Seeing now that there are more requests than I've been aware of over the years, and for so many good causes, please contact me if you still have interest.

You might also try eBay, where I've seen some offered over the past couple of years.
LoveEmHateEm · October 21, 2007 - 09:29 EST #29
I thoroughly appreciate Da Vinci's contribtions to the world. I have once seen this CD-Rom a few years ago. EBay recently had one of the unnameable versions up for bid but it apparently was not sold due to the reserved price not being met. I will continue to scour the countryside for any libraries etc. willing to sell a copy. If anyone has a lead, please email me at homerunsigns (at) My desire would be to obtain a copy of this CD-Rom and use it among my peers as an historic training aid at my local lodge. Any help would be appreciated.
Sally Anderson · November 1, 2007 - 03:37 EST #30
To restate, or to state more clearly: I have a bare-bones number of copies of the Corbis Leonardo CD-ROM, unopened, in equal Mac quantities and that which is unmentionable but which produced it.

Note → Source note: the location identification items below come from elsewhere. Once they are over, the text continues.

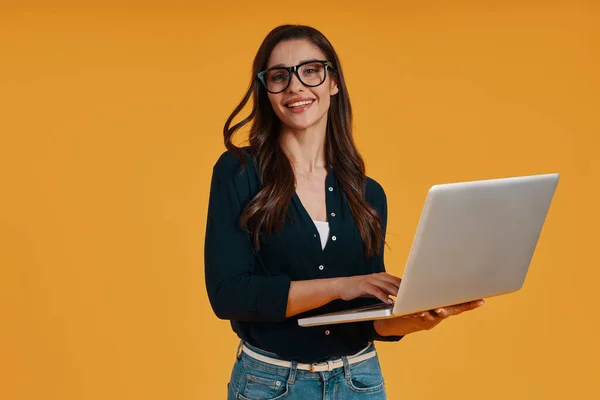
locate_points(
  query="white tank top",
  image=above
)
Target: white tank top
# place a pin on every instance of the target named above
(323, 228)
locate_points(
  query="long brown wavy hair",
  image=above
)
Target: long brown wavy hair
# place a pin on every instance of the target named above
(268, 209)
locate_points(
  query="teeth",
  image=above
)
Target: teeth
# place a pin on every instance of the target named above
(299, 103)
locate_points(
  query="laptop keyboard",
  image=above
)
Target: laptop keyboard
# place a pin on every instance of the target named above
(380, 306)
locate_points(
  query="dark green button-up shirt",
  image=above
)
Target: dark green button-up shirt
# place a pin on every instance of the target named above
(250, 288)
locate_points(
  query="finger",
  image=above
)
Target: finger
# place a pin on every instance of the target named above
(386, 286)
(460, 308)
(429, 316)
(470, 305)
(380, 294)
(389, 278)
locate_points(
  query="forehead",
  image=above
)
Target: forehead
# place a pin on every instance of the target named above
(293, 52)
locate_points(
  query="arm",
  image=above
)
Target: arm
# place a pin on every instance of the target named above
(373, 329)
(235, 293)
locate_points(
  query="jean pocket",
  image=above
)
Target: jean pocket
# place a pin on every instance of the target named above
(366, 377)
(258, 387)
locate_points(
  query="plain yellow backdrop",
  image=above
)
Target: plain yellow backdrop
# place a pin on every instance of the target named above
(110, 122)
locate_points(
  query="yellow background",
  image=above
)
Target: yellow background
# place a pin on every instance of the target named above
(110, 121)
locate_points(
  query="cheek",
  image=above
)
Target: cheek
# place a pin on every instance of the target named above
(275, 101)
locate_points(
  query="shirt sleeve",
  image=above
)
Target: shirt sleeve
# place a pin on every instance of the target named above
(234, 292)
(379, 201)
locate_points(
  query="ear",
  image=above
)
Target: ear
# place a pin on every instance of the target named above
(333, 87)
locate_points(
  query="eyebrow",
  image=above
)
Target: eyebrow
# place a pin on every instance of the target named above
(301, 61)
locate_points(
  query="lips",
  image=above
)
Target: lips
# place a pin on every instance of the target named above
(296, 103)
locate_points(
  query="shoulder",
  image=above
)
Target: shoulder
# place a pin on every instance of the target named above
(230, 166)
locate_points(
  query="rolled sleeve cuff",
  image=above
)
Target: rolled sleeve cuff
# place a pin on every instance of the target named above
(273, 298)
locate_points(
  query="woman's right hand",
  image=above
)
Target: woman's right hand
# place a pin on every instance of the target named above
(380, 285)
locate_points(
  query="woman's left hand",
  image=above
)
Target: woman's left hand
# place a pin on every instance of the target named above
(422, 321)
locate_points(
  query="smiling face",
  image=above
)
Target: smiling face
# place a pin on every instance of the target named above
(300, 107)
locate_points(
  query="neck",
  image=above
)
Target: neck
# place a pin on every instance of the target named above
(304, 148)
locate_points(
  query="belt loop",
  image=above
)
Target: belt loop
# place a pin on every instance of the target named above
(238, 355)
(293, 370)
(346, 367)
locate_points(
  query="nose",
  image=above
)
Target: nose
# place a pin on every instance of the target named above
(295, 84)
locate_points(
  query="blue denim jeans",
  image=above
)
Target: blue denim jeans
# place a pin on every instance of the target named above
(256, 380)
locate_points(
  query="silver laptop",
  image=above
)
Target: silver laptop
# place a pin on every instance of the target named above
(474, 240)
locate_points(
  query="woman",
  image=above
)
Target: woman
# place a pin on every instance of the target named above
(295, 228)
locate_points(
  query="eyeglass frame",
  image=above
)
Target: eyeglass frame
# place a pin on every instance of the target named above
(294, 70)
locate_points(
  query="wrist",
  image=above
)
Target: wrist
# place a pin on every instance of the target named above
(334, 289)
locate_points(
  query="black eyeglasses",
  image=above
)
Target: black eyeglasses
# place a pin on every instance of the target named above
(310, 73)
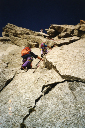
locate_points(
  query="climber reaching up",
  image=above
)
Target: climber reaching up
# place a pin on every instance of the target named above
(27, 56)
(44, 49)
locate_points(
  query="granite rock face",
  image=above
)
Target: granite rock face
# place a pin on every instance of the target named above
(53, 95)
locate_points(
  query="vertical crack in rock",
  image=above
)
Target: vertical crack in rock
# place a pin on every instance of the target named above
(8, 81)
(48, 87)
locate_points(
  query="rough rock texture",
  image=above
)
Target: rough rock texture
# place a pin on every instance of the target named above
(51, 96)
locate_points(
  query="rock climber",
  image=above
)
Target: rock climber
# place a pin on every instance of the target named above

I have them only because I was among the several whose passion it was to make this the best possible contemporary illumination of Leonardo's lifework, inspired by the unusual occasion of a Leonardo codex passing ownership. History continued to reveal new stories even during the creation of this CD-ROM.

I'm heartened by the level of response here, and have a personal passion for educational uses... but without email addresses I'm unable to respond to specific requests.

I'll do my best to respond to interested parties who send me an email address during November.
Edutainment Cd-rom fan · December 5, 2007 - 18:00 EST #31
Corbis might be squandering a marketing opportunity? or maybe the majority of people these days are only interested in shoot em up games. Their loss I think.
Peter Kussell · February 9, 2009 - 17:23 EST #32

I have a near perfect copy of the Leonardo, which I think requires MacOS9 to run. I also have unopened copies of Corbis' other CD-ROMS: Volcanoes, FDR, etc.
max chiou · August 28, 2010 - 22:23 EST #33
Dear Ms. Anderson,

I am interested in the CD. Is it still available?
Jeff Wherrett · April 11, 2012 - 10:22 EST #34
It was a truly an amazing experience being a part of the Corbis team that created this and 4 other titles. My how technology changes!
Peter Ben Kussell Ph.D. · April 12, 2012 - 08:21 EST #35
I have all four titles. Da Vinci. FDR Volcanoes Three unopened. Will they still run on modern Macs?
Lee Bennett (ATPM Staff) · April 12, 2012 - 12:15 EST #36
Peter - no sir, I'm afraid they will not. Besides the fact that Macs dropped support for classic operation (that means before OS X) quite a long time ago, the most recent Macs and the lion operating system won't even run some of the original OS X applications for the PowerPC Macs. In other words, if you're running lion (Mac OS X 10.7) the app has to be encoded for Intel CPUs. NO apps that were written for OS 9 and earlier are Intel-compatible.
Peter Ben Kussell Ph.D. · April 12, 2012 - 13:30 EST #37
Thanks for the advice. I still hold on to my Mac 640AV so I can play them!